Bright Light Exposure for Depressed Mood

Mixed results and inconsistent meta-analysis findings call for more studies.

Posted Nov 30, 2018

Regular morning exposure to bright light may improve seasonal depressed mood

This is the third post in a series on non-pharmacologic treatments of depressed mood. Previous posts provided brief reviews of the evidence for S-adenosylmethionine (SAMe) and folate. This post is offered as a concise discussion of bright light exposure therapy as a treatment of depressed mood. In addition to commenting on the findings of individual studies, I comment on the disparity in meta-analysis findings and the resulting debate on the efficacy of bright light therapy.

Mechanism of action is probably multi-factorial 

The mood enhancing benefits of bright light are probably related to many mechanisms of action that affect regulation of the synthesis of melatonin and neurotransmitters, especially the monoamine neurotransmitters serotonin, dopamine, and norepinephrine. Recent theoretical work suggests that the beneficial effects of light on the body and brain may be consistent with meridian theory in Chinese medicine (Cocilovo 1999).

Many studies support that exposure to bright light (10,000 lux) in the early morning, for one to two hours daily over several weeks (10,000 lux) has therapeutic effects in moderately or severely depressed patients. This effect is especially robust in patients who report recurring seasonal depressed mood changes--so-called seasonal affective disorder (SAD).

Small studies, short duration and methodological differences limit findings

Many studies report that morning exposure and evening exposure to bright light are probably equally effective in seasonal depressed mood; however, there are reports of insomnia with evening exposure. In addition to artificial full-spectrum bright light, exposure to natural sunlight, especially in the early morning, also has a significant anti-depressant effect, and may reduce the length of hospital stays in severely depressed bipolar inpatients (Benedetti 2001). Findings of a randomized double-blind study (89 total subjects) suggest that bright light delivered transcranially by LED inserted into the ear canals may have both antidepressant and anti-anxiety benefits in individuals diagnosed with seasonal affective disorder (Jurvelin 2014).

Findings of a small randomized trial suggest that bright light therapy may be an effective alternative to antidepressants in pregnant depressed women (Epperson 2004). In another study depressed patients who exercised regularly improved more when exposed to bright light than ordinary room light (Partonen 1998). A study published in the Journal of Affective Disorders in 2018 found that individuals diagnosed with seasonal affective disorder randomized to bright full spectrum exposure vs narrow spectrum low-intensity blue light reported equivalent improvements in depressed mood symptoms (Meesters 2018).

Meta-analyses report conflicting findings

Although the above studies and many other controlled studies published in the peer-reviewed medical journal literature have reported beneficial effects of bright light exposure on seasonal depressed mood--and in some cases non-seasonal depressed mood, the conclusions of meta-analyses are inconsistent. For example, in an early meta-analysis, Golden et al (Golden 2005) reported on large therapeutic benefits (i.e., a large 'effect size') of bright light exposure vs sham. The authors concluded that bright light exposure or dawn simulation for seasonal depressed mood, and bright light exposure (but not dawn simulation) for non-seasonal depression has comparable efficacy to conventional antidepressants (Golden 2005).  However, a more recent meta-analysis using more stringent selection criteria found only equivocal evidence in support of bright light exposure for depressed mood (Martensson 2015) arguing that findings of most studies are limited by small size, short duration and methodological differences in terms of light intensity, exposure duration, light source, and wavelength examined, etc.
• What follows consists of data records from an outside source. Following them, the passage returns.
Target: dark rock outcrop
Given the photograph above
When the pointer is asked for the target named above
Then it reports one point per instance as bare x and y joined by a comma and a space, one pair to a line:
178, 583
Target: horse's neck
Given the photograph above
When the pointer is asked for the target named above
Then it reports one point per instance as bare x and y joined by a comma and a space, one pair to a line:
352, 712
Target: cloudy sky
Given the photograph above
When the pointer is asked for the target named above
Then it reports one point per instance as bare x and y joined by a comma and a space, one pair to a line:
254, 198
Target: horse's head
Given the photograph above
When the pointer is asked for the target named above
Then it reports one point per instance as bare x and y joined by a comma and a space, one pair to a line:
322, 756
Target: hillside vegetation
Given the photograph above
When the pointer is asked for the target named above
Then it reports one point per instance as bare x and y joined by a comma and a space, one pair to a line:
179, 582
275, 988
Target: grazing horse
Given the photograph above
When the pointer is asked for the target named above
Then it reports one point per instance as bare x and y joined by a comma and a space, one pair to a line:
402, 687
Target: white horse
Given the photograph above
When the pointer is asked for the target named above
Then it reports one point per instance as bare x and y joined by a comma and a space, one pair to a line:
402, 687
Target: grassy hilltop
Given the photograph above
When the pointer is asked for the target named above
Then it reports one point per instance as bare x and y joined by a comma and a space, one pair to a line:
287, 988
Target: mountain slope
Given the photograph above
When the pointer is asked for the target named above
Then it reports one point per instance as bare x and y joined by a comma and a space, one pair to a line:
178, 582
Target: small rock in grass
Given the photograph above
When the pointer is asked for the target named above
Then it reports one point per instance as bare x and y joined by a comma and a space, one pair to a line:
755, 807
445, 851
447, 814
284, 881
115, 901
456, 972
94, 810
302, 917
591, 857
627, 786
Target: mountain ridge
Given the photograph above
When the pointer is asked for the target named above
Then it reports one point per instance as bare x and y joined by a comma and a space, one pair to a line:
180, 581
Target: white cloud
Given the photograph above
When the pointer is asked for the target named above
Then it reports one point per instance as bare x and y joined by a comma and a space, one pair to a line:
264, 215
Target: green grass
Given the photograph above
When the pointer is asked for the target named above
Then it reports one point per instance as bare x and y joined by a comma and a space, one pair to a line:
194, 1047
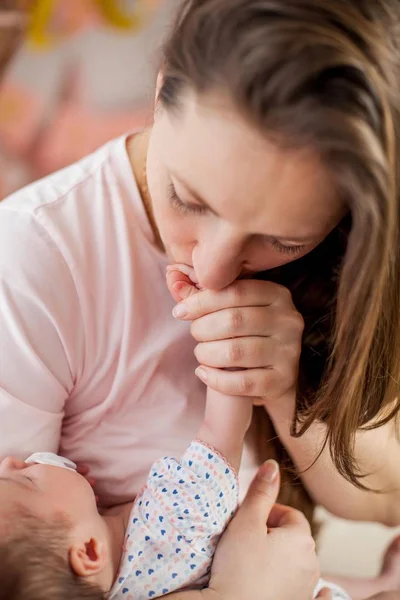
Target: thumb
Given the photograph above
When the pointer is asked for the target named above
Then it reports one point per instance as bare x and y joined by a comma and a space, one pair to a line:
262, 495
179, 284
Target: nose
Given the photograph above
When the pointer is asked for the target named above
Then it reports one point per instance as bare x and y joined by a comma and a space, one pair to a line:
218, 259
11, 463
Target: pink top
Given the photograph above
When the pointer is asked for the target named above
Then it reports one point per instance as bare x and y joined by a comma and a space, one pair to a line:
92, 363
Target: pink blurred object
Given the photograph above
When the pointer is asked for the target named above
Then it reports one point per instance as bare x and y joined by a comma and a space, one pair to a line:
77, 131
21, 115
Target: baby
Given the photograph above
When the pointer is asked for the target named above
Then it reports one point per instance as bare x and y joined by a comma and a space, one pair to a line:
54, 543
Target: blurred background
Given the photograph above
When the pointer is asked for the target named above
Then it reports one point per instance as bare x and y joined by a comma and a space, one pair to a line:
84, 74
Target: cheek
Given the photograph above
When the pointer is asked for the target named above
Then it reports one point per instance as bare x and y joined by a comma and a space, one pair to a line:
266, 257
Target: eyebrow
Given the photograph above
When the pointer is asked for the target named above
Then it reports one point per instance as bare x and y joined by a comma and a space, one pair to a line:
306, 239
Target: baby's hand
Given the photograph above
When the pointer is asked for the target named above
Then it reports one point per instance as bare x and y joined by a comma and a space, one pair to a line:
181, 282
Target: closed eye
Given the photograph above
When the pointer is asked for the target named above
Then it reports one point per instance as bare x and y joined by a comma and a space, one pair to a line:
184, 207
291, 250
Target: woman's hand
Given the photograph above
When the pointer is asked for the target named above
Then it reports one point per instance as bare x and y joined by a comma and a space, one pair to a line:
267, 552
251, 326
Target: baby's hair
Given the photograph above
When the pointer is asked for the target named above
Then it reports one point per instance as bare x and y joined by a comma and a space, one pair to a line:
34, 561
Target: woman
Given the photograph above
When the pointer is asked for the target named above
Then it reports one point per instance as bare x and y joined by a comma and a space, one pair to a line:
275, 139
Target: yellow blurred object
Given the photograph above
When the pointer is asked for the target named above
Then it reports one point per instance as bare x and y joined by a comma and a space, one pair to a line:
113, 15
110, 11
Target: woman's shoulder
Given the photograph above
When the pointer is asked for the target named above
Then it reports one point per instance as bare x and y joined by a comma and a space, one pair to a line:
67, 184
81, 212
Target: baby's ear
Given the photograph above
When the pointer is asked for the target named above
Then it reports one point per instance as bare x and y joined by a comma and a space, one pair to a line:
88, 558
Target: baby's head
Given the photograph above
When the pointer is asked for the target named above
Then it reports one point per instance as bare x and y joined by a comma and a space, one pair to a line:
53, 542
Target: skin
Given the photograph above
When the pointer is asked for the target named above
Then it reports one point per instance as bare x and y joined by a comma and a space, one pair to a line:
96, 541
243, 205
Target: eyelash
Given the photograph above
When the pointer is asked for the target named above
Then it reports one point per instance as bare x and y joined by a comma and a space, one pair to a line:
292, 250
185, 209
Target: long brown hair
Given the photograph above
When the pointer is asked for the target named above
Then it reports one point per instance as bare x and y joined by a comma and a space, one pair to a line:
323, 74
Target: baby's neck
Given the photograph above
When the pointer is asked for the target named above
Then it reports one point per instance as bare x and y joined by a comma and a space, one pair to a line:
116, 521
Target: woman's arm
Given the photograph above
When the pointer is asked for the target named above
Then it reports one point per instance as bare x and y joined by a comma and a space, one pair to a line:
266, 553
41, 340
254, 325
377, 452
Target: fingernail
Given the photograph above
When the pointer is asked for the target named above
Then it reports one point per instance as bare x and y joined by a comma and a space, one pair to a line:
201, 374
180, 311
270, 471
182, 288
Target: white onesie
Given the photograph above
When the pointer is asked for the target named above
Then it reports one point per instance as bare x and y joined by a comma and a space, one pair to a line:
175, 525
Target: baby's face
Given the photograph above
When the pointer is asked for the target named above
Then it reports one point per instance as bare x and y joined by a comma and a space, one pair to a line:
46, 490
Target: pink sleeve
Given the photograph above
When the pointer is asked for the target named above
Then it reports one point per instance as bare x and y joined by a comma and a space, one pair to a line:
39, 336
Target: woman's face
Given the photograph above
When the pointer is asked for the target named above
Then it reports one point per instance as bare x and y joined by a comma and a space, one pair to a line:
226, 201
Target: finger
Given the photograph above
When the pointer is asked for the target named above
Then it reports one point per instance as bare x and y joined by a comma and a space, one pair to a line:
254, 383
288, 517
250, 352
180, 285
236, 322
261, 496
245, 292
325, 594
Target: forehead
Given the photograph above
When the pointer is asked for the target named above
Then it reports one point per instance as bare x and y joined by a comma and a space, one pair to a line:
241, 174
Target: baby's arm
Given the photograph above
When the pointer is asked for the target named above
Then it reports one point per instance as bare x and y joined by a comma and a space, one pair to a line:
227, 418
226, 421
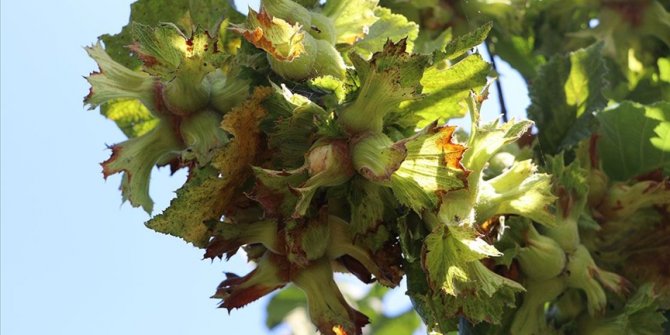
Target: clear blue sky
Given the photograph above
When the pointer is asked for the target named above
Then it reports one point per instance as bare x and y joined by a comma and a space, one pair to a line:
73, 259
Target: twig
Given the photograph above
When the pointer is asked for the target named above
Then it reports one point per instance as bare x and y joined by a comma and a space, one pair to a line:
503, 108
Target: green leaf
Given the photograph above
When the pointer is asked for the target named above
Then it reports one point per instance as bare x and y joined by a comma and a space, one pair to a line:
136, 158
565, 96
115, 81
445, 90
292, 126
393, 27
197, 202
130, 116
184, 13
486, 140
210, 190
387, 79
351, 18
282, 304
466, 286
367, 201
432, 167
640, 315
635, 139
405, 323
462, 44
520, 190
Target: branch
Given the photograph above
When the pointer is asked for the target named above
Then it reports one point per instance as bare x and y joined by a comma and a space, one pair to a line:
501, 98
Martensson et al also pointed out that selection bias in the Golden et al meta-analysis had led to unsubstantiated claims on the basis of 3 very small studies reporting positive outcomes. 

Side effects can include headaches, insomnia, and nausea

Some patients exposed to bright morning light 10,000 lux on a regular basis report transient side effects including mild jitteriness or headaches, and mild nausea. Sporadic cases of hypomania have been reported, especially in winter depressives or Bipolar patients exposed to early morning bright light. Almost two-thirds of patients who use bright light exposure therapy in the evening report insomnia. Because of the risk of insomnia with evening bright light exposure, everyone who considering the use of bright light exposure to treat depressed mood should do so in the morning only.

Bottom line

Despite decades of research on full spectrum bright light (and more recently, dim blue light) exposure as a treatment of seasonal depressed mood, there is still no consensus among researchers on the antidepressant efficacy of this therapy. The wide disparity in reported outcomes reflects methodological differences in study designs and suggests that factors that influence response to bright light exposure may not yet be adequately characterized. These factors may include the relative intensity of light, exposure duration, timing of exposure, frequency of exposure and wavelength. In addition, variation between individuals undergoing bright light therapy such as genetic, epigenetic and other poorly characterized inter-individual differences may help explain the disparity in response. Large prospective studies identifying and controlling for these factors are needed to elucidate the complex mechanisms of light therapy and to clarify its potential antidepressant effects.